«Tout l’argent du monde»: Mère Courage et ses ennemis

Ce drame policier se situe au rayon des divertissements de bonne tenue, habilement mis en lumière par un fidèle de Scott, Dariusz Wolski, jouant la carte de la sobriété.
Photo: Sony Pictures Ce drame policier se situe au rayon des divertissements de bonne tenue, habilement mis en lumière par un fidèle de Scott, Dariusz Wolski, jouant la carte de la sobriété.

Évacuons immédiatement une distraction concernant All the Money in the World, de Ridley Scott, le père d’Alien et de Blade Runner : oui, dans la foulée de révélations fracassantes d’agressions sexuelles, Kevin Spacey a disparu du film au profit de Christopher Plummer dans le rôle du puissant et fortuné J. Paul Getty. L’acteur canadien s’y impose avec son autorité coutumière, comme si son parachutage de dernière minute relevait de l’évidence.

Ce qu’on y voit surtout, c’est un milliardaire que rien ne semble ébranler, pas même le kidnapping de son petit-fils, John Paul Getty III (Charlie Plummer), en 1973 à Rome par la mafia calabraise pour une rançon de 17 millions de dollars. C’est aussi un drame familial doublé d’un événement médiatique où allait s’imposer une femme que rien ne destinait aux projecteurs, encore moins aux négociations impitoyables. Et même si Gail (Michelle Williams, subtil dosage de force et de fragilité), cette Mère Courage en tailleur Chanel, sera flanquée d’un ancien agent de la CIA à la solde du « old man » Getty (Mark Wahlberg, le maillon faible), elle mène le bal avec une débrouillardise étonnante.

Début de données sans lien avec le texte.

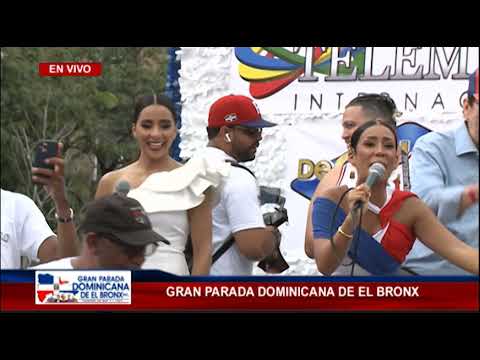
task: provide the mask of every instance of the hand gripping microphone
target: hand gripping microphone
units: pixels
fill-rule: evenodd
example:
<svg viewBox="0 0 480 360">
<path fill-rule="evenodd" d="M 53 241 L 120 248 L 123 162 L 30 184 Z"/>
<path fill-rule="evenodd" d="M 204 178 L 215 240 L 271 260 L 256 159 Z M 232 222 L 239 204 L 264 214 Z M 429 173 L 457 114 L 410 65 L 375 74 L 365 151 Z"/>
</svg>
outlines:
<svg viewBox="0 0 480 360">
<path fill-rule="evenodd" d="M 376 162 L 373 163 L 368 169 L 367 181 L 365 184 L 372 188 L 372 186 L 377 182 L 378 179 L 382 178 L 385 175 L 385 166 L 383 164 Z M 363 205 L 363 201 L 357 200 L 353 206 L 352 212 L 357 211 Z"/>
<path fill-rule="evenodd" d="M 115 186 L 115 192 L 120 195 L 127 196 L 129 191 L 130 191 L 130 184 L 126 180 L 120 180 Z"/>
</svg>

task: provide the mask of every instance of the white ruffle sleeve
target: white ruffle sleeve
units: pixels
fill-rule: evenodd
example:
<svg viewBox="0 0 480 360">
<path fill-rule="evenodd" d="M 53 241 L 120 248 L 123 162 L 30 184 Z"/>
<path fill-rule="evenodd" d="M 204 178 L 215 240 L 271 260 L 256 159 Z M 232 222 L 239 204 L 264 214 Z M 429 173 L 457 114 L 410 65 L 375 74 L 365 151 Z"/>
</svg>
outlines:
<svg viewBox="0 0 480 360">
<path fill-rule="evenodd" d="M 177 169 L 150 175 L 127 196 L 138 200 L 148 213 L 188 210 L 202 203 L 209 187 L 220 187 L 230 168 L 224 161 L 192 157 Z"/>
</svg>

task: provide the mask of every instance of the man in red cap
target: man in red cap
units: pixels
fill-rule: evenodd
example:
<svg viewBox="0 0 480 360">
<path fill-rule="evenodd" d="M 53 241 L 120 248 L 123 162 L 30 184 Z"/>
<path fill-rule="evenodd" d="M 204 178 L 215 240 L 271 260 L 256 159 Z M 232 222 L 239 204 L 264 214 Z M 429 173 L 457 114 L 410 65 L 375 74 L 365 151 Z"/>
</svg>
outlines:
<svg viewBox="0 0 480 360">
<path fill-rule="evenodd" d="M 463 116 L 457 129 L 418 139 L 411 183 L 412 191 L 455 236 L 478 248 L 478 69 L 468 80 Z M 467 275 L 418 241 L 405 265 L 421 275 Z"/>
<path fill-rule="evenodd" d="M 210 107 L 205 155 L 234 164 L 251 161 L 262 140 L 262 129 L 275 125 L 262 118 L 249 97 L 224 96 Z M 280 234 L 275 227 L 265 226 L 259 188 L 248 169 L 233 166 L 219 196 L 212 213 L 214 256 L 210 274 L 251 275 L 253 263 L 274 252 Z M 232 235 L 234 241 L 227 241 Z"/>
</svg>

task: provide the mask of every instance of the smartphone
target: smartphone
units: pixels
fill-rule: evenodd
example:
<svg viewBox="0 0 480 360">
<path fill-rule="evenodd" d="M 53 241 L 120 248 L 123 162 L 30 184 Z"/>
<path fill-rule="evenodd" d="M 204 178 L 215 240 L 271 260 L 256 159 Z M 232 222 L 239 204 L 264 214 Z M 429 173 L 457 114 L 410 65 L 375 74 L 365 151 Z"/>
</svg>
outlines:
<svg viewBox="0 0 480 360">
<path fill-rule="evenodd" d="M 46 164 L 45 159 L 55 157 L 57 154 L 58 142 L 53 140 L 41 140 L 35 146 L 32 166 L 53 170 L 53 164 Z"/>
</svg>

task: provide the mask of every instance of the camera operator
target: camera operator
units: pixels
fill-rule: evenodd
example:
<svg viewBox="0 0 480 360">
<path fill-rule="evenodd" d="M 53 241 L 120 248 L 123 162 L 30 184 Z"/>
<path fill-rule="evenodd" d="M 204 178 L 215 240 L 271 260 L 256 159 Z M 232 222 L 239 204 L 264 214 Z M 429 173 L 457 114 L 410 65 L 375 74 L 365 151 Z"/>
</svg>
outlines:
<svg viewBox="0 0 480 360">
<path fill-rule="evenodd" d="M 280 232 L 274 226 L 265 226 L 256 179 L 238 165 L 255 158 L 262 129 L 275 125 L 263 120 L 255 103 L 246 96 L 227 95 L 210 107 L 205 155 L 234 165 L 212 212 L 211 275 L 252 275 L 253 264 L 278 248 Z M 234 241 L 229 241 L 232 236 Z M 226 250 L 216 259 L 222 248 Z"/>
</svg>

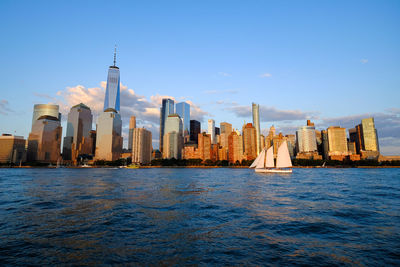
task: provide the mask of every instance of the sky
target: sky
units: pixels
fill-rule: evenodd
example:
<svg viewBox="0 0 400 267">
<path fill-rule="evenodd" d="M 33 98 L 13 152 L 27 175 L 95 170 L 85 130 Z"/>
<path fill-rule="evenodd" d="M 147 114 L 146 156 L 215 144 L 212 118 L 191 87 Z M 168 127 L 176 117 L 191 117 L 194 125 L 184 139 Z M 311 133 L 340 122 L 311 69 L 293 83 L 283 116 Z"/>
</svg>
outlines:
<svg viewBox="0 0 400 267">
<path fill-rule="evenodd" d="M 400 1 L 0 1 L 0 133 L 26 138 L 33 105 L 103 108 L 117 46 L 124 146 L 129 117 L 158 147 L 163 97 L 191 117 L 294 134 L 374 117 L 400 155 Z M 93 125 L 95 128 L 95 124 Z"/>
</svg>

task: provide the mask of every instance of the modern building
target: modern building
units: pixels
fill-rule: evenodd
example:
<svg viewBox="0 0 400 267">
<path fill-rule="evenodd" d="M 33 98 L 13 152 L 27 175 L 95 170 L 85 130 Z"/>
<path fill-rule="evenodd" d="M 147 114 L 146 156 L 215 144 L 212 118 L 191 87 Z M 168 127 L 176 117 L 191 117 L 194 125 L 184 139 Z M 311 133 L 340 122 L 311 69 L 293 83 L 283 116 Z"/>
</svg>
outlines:
<svg viewBox="0 0 400 267">
<path fill-rule="evenodd" d="M 183 136 L 190 134 L 190 105 L 186 102 L 180 102 L 175 105 L 175 112 L 182 119 Z"/>
<path fill-rule="evenodd" d="M 95 160 L 115 161 L 122 153 L 122 120 L 109 108 L 97 118 Z"/>
<path fill-rule="evenodd" d="M 165 133 L 165 122 L 169 115 L 175 113 L 174 100 L 169 98 L 163 98 L 160 108 L 160 151 L 163 153 L 164 149 L 164 133 Z"/>
<path fill-rule="evenodd" d="M 275 135 L 276 135 L 276 129 L 275 129 L 275 126 L 272 125 L 269 128 L 268 135 L 265 137 L 265 147 L 266 148 L 269 148 L 270 146 L 272 146 L 272 139 L 275 137 Z"/>
<path fill-rule="evenodd" d="M 346 129 L 331 126 L 326 130 L 328 134 L 328 158 L 341 159 L 349 155 Z"/>
<path fill-rule="evenodd" d="M 114 65 L 108 68 L 106 95 L 104 98 L 104 109 L 112 108 L 120 111 L 120 77 L 119 68 L 116 64 L 117 50 L 114 50 Z"/>
<path fill-rule="evenodd" d="M 215 127 L 215 135 L 217 136 L 220 134 L 221 134 L 221 131 L 220 131 L 219 127 Z"/>
<path fill-rule="evenodd" d="M 362 119 L 361 127 L 363 150 L 379 152 L 378 133 L 375 129 L 374 118 Z"/>
<path fill-rule="evenodd" d="M 42 116 L 51 116 L 61 121 L 61 113 L 59 106 L 53 104 L 36 104 L 33 106 L 32 127 L 37 119 Z"/>
<path fill-rule="evenodd" d="M 307 120 L 307 126 L 302 126 L 296 131 L 296 139 L 296 158 L 322 159 L 322 156 L 318 154 L 314 123 L 310 122 L 310 120 Z"/>
<path fill-rule="evenodd" d="M 221 129 L 221 134 L 227 133 L 229 135 L 232 133 L 232 124 L 228 122 L 221 122 L 219 128 Z"/>
<path fill-rule="evenodd" d="M 133 140 L 133 130 L 136 128 L 136 117 L 131 116 L 129 120 L 129 139 L 128 139 L 128 150 L 132 152 L 132 140 Z"/>
<path fill-rule="evenodd" d="M 211 135 L 206 133 L 199 134 L 198 137 L 199 145 L 198 145 L 198 154 L 200 159 L 203 161 L 212 159 L 212 143 L 211 143 Z"/>
<path fill-rule="evenodd" d="M 57 163 L 61 154 L 61 134 L 58 117 L 39 117 L 28 137 L 27 161 Z"/>
<path fill-rule="evenodd" d="M 243 159 L 243 137 L 233 131 L 228 137 L 228 160 L 230 163 L 241 162 Z"/>
<path fill-rule="evenodd" d="M 252 103 L 252 113 L 253 113 L 253 127 L 256 129 L 256 154 L 261 151 L 260 145 L 260 106 L 256 103 Z"/>
<path fill-rule="evenodd" d="M 243 125 L 243 152 L 246 160 L 257 157 L 257 132 L 251 123 Z"/>
<path fill-rule="evenodd" d="M 132 132 L 132 162 L 148 164 L 153 151 L 151 132 L 144 128 L 133 128 Z"/>
<path fill-rule="evenodd" d="M 216 138 L 215 138 L 215 121 L 213 119 L 208 120 L 208 131 L 207 133 L 211 136 L 211 143 L 215 144 L 216 143 Z"/>
<path fill-rule="evenodd" d="M 183 125 L 178 114 L 171 114 L 165 121 L 163 158 L 181 159 L 183 147 Z"/>
<path fill-rule="evenodd" d="M 190 120 L 190 141 L 195 142 L 197 144 L 200 132 L 201 132 L 201 123 L 196 120 Z"/>
<path fill-rule="evenodd" d="M 92 112 L 83 103 L 75 105 L 68 114 L 67 133 L 63 143 L 63 159 L 76 160 L 78 155 L 92 154 L 90 131 Z"/>
<path fill-rule="evenodd" d="M 107 77 L 104 111 L 97 118 L 95 160 L 115 161 L 122 153 L 122 120 L 120 110 L 119 68 L 110 66 Z"/>
<path fill-rule="evenodd" d="M 22 136 L 2 134 L 0 136 L 0 163 L 19 164 L 26 160 L 26 140 Z"/>
</svg>

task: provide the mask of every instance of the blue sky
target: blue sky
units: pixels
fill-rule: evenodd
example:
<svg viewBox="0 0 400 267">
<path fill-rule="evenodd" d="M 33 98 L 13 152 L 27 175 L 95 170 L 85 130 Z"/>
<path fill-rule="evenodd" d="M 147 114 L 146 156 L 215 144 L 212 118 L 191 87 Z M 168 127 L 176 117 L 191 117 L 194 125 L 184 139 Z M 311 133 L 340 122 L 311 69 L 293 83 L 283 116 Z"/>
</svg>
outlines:
<svg viewBox="0 0 400 267">
<path fill-rule="evenodd" d="M 241 128 L 251 102 L 262 129 L 285 134 L 307 118 L 323 129 L 374 116 L 382 152 L 400 154 L 399 1 L 3 0 L 0 10 L 1 133 L 27 137 L 35 103 L 101 109 L 117 44 L 125 136 L 136 115 L 158 139 L 158 104 L 171 96 L 192 101 L 204 129 L 208 118 Z"/>
</svg>

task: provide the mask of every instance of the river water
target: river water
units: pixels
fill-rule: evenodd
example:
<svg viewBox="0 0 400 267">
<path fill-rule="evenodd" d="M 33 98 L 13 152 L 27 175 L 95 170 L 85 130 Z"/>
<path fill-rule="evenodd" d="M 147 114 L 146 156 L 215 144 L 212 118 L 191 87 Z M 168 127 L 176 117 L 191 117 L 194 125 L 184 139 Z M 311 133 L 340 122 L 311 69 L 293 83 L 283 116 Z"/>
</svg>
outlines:
<svg viewBox="0 0 400 267">
<path fill-rule="evenodd" d="M 0 169 L 0 265 L 400 265 L 400 169 Z"/>
</svg>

Au-delà de sa fascination pour le cinéma spectacle (mis à mal dans Alien : Covenant), ce qui intéresse ici Ridley Scott, c’est moins la reconstitution minutieuse d’un enlèvement que l’élaboration d’une réflexion sur le pouvoir grisant, aveuglant et débilitant de l’argent. Car le scénariste David Scarpa, s’inspirant du livre de John Pearson, insiste davantage sur l’affrontement entre une femme (relativement) sans le sou, mariée à un fils de Getty devenu toxicomane dont elle a divorcé, et ce roi déclinant du pétrole qui se croit la réincarnation de l’empereur romain Hadrien. On souhaite à Marguerite Yourcenar de ne pas avoir eu vent d’une telle prétention…

Cette mégalomanie doublée d’une frénésie de collectionneur (qui nous vaudra le pharaonique Getty Center de Los Angeles) s’oppose constamment à la frugalité de Gail, répétant à qui veut l’entendre qu’elle ne possède ni le nom ni la fortune de son ex-beau-père, ce que bien sûr le monde entier refuse d’entendre et de croire. Pas plus d’ailleurs que les ravisseurs de son fils, dont un petit bandit de grand chemin interprété par un Romain Duris cabotin, jouant parfois au protecteur quasi paternel avec sa victime devenue vedette instantanée.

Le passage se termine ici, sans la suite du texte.